Resilence: USAID Keeps the Eye on the Prize

Resiliency emerged as the goal and buzz word during the response to the drought and famine in the Horn of Africa last year. NGOs and governments included resilience in the humanitarian response to signal a shift from emergency relief to building and supporting structures that will ensure that drought-prone areas will be better equipped to handle climate shocks.

A side-event at the UN General Assembly brought together actors like USAID, the Rockefeller Foundation and the World Food Programme to maintain efforts to build resilience in places like the Horn of Africa and the Sahel. “We used to think of this as linear action and now we need to all start at the same time. We need to build the agency of the people and the institutions have to be much better when risks materialize,” said Rebecca Grynspan, Associate Administrator for UNDP.

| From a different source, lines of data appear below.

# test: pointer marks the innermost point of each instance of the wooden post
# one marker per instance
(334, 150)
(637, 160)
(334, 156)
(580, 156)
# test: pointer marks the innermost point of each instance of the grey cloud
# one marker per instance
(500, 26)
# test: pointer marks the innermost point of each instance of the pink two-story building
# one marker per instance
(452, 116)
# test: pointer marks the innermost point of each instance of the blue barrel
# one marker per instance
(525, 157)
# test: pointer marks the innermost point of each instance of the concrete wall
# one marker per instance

The event builds on the April launch of the Global Alliance for Action for Drought Resilience and Growth. Donors committed $4 billion towards resilience efforts in the Horn of Africa at the event. “We will reach one million vulnerable households and ensure that they can withstand climate shocks without food aid and humanitarian assistance,” explained USAID Administrator Shah in an interview.

For Shah, resilience is a word of action. “There has been so much talk, but so little progress on the ground,” he explained. “It is just inaccurate to pretend every year that these chronically vulnerable communities need late-in-the-game humanitarian aid. We know we can predict where needs will be in the future. We know we can invest in effective and far lower cost resilient strategies that allow for more agriculture production in dry land communities and thereby avoid the need for humanitarian assistance.”

A report by the NGO Mercy Corps found that supporting peace in southern Ethiopia contributed to resilience building. They determined that their Strengthening Institutions for Peace and Development program allowed pastoralists the greater ability to move freely and access vital resources by alleviating conflict in the region.

USAID is making its most meaningful steps towards building resilience through the program Feed the Future. A part of it is to, like Mercy Corps, reduce conflict. The aim is rather simple: improve agricultural yields for subsistence farmers in vulnerable parts of the world. Interventions include improved fertilizers, drought resistant seeds, and increasing farmers’ access to markets.

The awareness efforts and new programs seem to be paying off. “Instead of spending another year wishing for improved coordination, we worked closely with African leaders and international development partners to establish a Global Alliance for Action in Nairobi to rally the world behind a commitment to building resilience in the Horn of Africa, where crisis continue to occur,” said Admin Shah at the event yesterday. “As a result, for the first time, Kenya and Ethiopia have real plans and new structures to help communities’ combat vulnerability to crisis. And we have already seen real policy changes.”